Ich mag bei Win8 die Metroansicht überhaupt nicht, als Gamer hat die einfach nur Nachteile... Sieht zwar schön aus bringt aber nichts... Werds mir glaub ich nicht holen.


----------



## turbosnake (27. September 2012)

Und was sind die Nachteile?


----------



## Vedder73 (3. Oktober 2012)

Ich habe die Release Preview jetzt 3 Monate getestet und werde erstmal auf Windows 7 zurückrüsten...
Ich finde die "Metro"-Geschichte gar nicht mal so schlecht. Da stecken viele Möglichkeiten drin...
Leider werden davon aber so gut wie keine genutzt...
Wenn das mein neuer Startbildschirm sein soll, dann will ich ihn auch individualisieren können (Hintergrundbilder frei wählbar; Kachelgrößen, -formen, -position) Ich hätte auch gern die Wahl, ob Vollbildmodus oder frei wählbare Fenstergröße usw.)
So langweilt mich die Optik schon nach 2 Wochen...
Und wenn schon Apps, dann auch mit vollem Funktionsumfang. In der Form sind die Apps für mich unbrauchbar: Mail-App kann mit GMX nicht umgehen, Musik-App ist nicht .flac fähig, Video-App kann mit mkv nichts anfangen, Foto-App hat keine Funktion außer "guck mal", pdf-Viewer kann auch gar nichts, usw
So bin ich für fast jede Anwendung auf Zusatzsoftware angewiesen...
Ich werde also abwarten, was sich bei Windows 8 in Zukunft so tut und vielleicht später umsteigen


----------



## mae1cum77 (3. Oktober 2012)

Vedder73 schrieb:


> Ich habe die Release Preview jetzt 3 Monate getestet und werde erstmal auf Windows 7 zurückrüsten...
> Ich finde die "Metro"-Geschichte gar nicht mal so schlecht. Da stecken viele Möglichkeiten drin...
> Leider werden davon aber so gut wie keine genutzt...
> Wenn das mein neuer Startbildschirm sein soll, dann will ich ihn auch individualisieren können (Hintergrundbilder frei wählbar; Kachelgrößen, -formen, -position) Ich hätte auch gern die Wahl, ob Vollbildmodus oder frei wählbare Fenstergröße usw.)
> ...



Das mit der Grundfunktionalität ist eine Sache, die MS hoffentlich noch nachbessert, gerade die Unerstützung von Multimediaformaten unter "Metro" ist bescheiden.
Mit einem kleinen Tool von *svnO.o*  aus dem neowin-Forum kann der Startscreen in Größe, Position und Ausrichtung angepaßt werden.
Windows 8 Start Menu Modifier - Neowin Forums


Spoiler






			Dieser Inhalt steht nur eingeloggten Mitgliedern zur Verfügung.
        




Wird gleich noch ins How-To eingepflegt....
MfG


----------



## Lotzi (4. Oktober 2012)

frage

unter win 8 rtm zeigt mir der dxdiag Center DirectX 11 an

sollte win 8 nicht DirectX 11.1 haben???


----------



## mae1cum77 (4. Oktober 2012)

Ist an Bord:Windows 8 und die Zukunft von DirectX: Was ändert Direct3D 11.1? Update.
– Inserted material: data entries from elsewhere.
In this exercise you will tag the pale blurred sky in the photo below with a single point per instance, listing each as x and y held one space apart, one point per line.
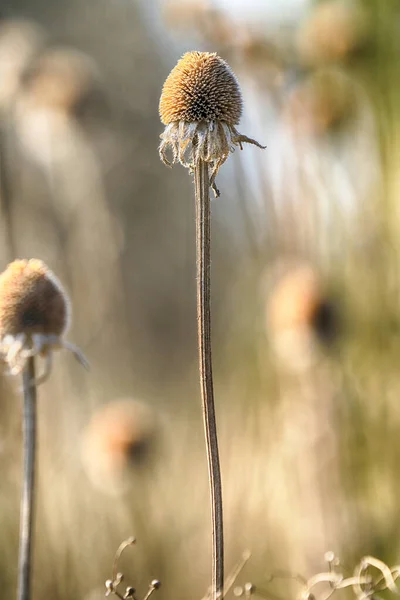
270 12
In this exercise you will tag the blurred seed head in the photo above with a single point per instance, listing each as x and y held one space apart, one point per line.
20 41
118 440
301 317
200 105
60 79
323 103
333 31
34 315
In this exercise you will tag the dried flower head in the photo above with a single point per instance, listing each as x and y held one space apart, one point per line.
333 31
302 318
120 437
34 315
200 105
60 79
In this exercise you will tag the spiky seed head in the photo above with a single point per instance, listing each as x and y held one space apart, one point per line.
32 301
201 87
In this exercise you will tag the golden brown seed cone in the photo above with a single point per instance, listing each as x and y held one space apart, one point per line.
201 87
31 300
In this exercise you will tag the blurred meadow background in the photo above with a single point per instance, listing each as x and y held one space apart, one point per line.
306 291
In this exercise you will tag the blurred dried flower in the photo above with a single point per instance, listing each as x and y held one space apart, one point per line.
60 79
119 436
324 102
34 315
200 105
19 43
262 58
300 315
333 31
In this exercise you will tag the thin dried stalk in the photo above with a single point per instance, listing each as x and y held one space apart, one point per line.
28 491
203 262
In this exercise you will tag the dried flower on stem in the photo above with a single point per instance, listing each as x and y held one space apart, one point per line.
200 105
34 314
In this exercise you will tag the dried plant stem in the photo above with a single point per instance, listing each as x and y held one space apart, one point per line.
203 262
27 499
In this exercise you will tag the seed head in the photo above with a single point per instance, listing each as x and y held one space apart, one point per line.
34 315
201 87
200 105
118 442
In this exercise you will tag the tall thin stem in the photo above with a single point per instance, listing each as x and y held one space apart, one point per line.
203 262
27 498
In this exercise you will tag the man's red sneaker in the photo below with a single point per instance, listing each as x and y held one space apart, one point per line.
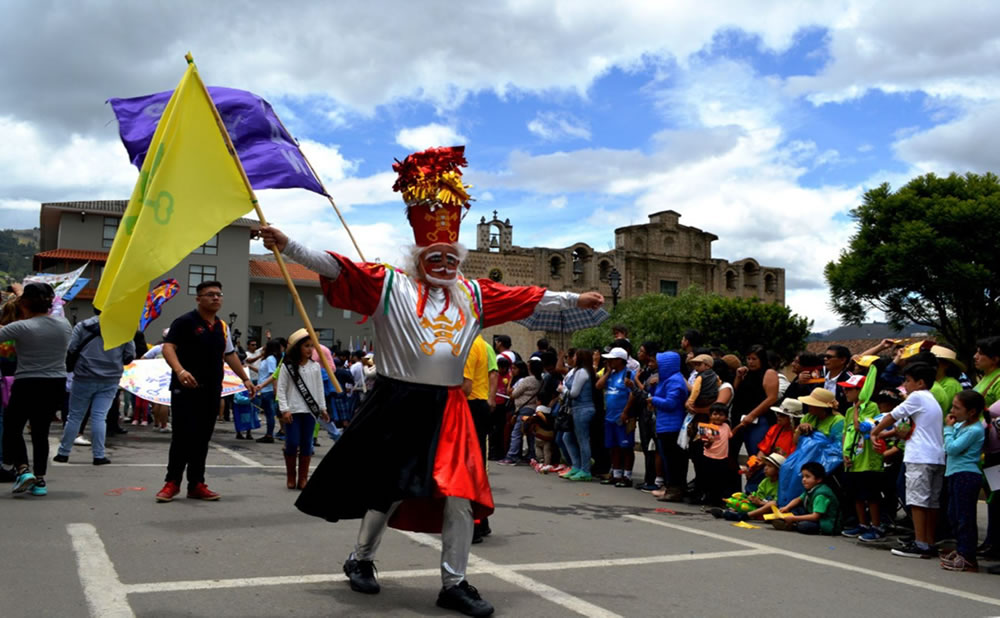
168 492
202 492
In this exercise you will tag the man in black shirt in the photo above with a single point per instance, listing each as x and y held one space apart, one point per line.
194 348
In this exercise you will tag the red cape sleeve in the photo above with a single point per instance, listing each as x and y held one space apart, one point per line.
503 303
358 288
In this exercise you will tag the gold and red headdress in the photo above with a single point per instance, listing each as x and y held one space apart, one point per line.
436 199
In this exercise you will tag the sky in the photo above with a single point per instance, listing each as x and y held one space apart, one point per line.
761 122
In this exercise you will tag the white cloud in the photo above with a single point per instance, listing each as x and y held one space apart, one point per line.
966 144
898 46
429 136
558 125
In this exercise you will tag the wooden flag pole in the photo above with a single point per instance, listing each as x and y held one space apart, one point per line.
277 254
325 192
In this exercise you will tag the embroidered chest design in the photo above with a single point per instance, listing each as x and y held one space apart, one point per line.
442 218
444 330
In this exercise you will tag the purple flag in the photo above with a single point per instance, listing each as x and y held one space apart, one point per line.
270 156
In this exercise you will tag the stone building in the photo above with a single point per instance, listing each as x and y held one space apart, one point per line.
661 256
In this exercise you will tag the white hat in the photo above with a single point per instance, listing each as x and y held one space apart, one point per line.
789 407
618 353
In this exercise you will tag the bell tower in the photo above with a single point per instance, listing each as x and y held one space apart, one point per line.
494 236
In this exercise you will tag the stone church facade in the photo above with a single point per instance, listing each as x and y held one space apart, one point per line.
661 256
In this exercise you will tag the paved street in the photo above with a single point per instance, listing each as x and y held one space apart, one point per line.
99 546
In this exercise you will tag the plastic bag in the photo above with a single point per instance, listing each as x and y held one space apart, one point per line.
813 447
683 439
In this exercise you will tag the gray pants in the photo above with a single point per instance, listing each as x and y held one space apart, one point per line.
456 538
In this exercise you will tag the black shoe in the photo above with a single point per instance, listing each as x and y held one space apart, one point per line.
362 576
911 550
465 599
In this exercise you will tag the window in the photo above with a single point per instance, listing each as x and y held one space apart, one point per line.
211 247
325 336
198 273
110 229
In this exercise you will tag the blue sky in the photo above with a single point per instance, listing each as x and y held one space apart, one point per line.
763 123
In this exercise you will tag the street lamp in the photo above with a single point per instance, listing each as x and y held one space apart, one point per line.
615 281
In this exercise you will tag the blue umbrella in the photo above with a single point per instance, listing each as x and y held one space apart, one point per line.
565 321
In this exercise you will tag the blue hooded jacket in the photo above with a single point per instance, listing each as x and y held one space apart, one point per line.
670 394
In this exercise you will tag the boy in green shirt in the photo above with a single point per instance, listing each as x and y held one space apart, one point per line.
987 361
863 464
818 505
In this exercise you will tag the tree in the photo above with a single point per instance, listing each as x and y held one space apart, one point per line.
926 254
733 324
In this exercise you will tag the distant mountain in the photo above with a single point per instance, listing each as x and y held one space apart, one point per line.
870 330
17 248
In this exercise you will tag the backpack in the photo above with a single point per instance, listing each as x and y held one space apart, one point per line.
73 356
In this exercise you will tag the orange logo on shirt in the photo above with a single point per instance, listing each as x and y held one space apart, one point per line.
443 329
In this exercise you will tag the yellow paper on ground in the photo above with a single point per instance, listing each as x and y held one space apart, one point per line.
188 190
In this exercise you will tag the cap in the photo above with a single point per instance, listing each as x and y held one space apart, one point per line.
775 458
705 359
296 337
855 381
618 353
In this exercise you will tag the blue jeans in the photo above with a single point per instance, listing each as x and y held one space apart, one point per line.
577 442
298 435
270 410
517 434
963 492
97 396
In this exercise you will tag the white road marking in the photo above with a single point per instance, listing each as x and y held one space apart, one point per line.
106 595
554 595
237 456
252 582
255 466
899 579
478 569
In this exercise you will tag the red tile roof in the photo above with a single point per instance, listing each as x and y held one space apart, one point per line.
74 254
269 270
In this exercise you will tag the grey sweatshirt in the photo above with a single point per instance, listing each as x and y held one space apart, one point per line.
95 363
41 344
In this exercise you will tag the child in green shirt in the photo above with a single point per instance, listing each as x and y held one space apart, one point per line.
863 464
817 510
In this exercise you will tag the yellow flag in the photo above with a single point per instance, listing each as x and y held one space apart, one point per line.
189 188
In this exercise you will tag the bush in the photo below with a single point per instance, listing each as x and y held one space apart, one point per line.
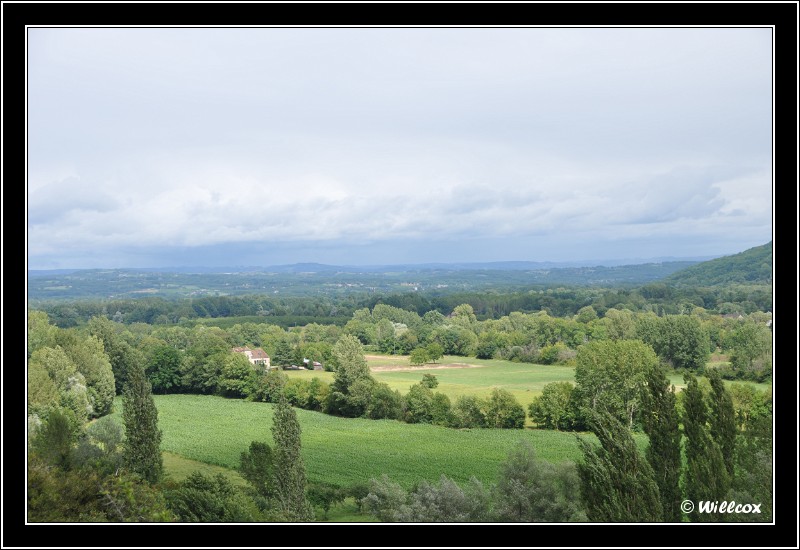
504 411
554 410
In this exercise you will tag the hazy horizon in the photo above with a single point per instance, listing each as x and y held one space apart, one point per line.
169 147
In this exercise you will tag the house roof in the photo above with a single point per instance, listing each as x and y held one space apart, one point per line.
259 353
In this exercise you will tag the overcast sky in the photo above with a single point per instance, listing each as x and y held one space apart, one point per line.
265 146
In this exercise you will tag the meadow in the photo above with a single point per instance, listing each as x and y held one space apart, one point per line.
470 376
344 451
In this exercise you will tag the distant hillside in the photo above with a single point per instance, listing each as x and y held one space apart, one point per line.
753 266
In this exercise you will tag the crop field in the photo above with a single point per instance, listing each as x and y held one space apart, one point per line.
471 376
462 375
215 430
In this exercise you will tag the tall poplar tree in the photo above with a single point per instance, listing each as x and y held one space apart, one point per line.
289 469
617 483
142 449
706 475
660 422
722 420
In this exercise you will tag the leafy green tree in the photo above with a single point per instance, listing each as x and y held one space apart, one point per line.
142 449
660 422
429 380
722 420
86 495
205 499
238 377
325 495
101 446
69 383
290 471
531 490
619 324
257 466
706 475
610 375
164 368
42 391
385 403
284 354
386 500
54 441
504 411
418 404
418 356
617 483
269 387
441 410
41 333
469 412
91 361
447 502
435 351
351 379
554 410
749 342
753 480
684 342
120 353
586 314
680 340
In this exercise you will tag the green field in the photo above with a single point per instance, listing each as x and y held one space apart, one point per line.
524 380
215 430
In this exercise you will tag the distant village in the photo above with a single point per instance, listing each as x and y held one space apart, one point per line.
258 356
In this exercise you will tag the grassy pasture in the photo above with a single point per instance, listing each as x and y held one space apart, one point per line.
214 430
524 380
478 377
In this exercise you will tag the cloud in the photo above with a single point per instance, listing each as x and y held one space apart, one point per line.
345 139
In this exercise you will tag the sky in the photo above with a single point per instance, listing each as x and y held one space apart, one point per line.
166 147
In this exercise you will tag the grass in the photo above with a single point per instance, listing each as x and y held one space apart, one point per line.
214 430
178 468
524 380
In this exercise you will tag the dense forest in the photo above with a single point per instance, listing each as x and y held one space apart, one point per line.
619 343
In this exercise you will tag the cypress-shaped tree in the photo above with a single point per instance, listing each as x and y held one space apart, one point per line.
706 475
722 420
142 448
660 422
617 483
289 469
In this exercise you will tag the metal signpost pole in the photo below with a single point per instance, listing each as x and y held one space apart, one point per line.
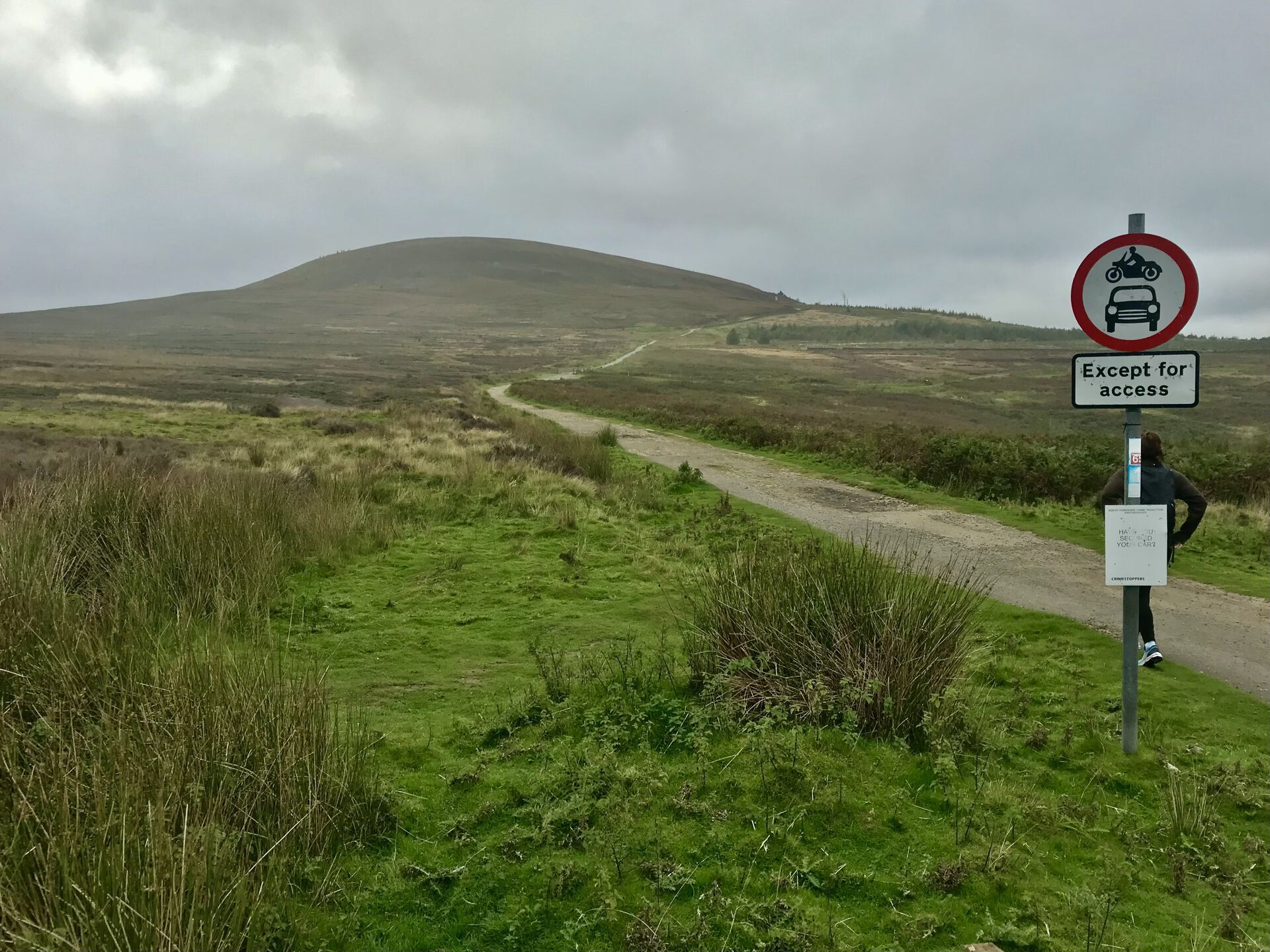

Was für eine Karte ist bei Dir verbaut?
MfG


----------



## Lotzi (4. Oktober 2012)

gtx680

ruf mal bei dir dxdiag auf und poste ein Screen davon hier im Forum

aida64,cpu-z und der dxdiag zeigen ALLE DX11 an und nicht 11.1


----------



## mae1cum77 (4. Oktober 2012)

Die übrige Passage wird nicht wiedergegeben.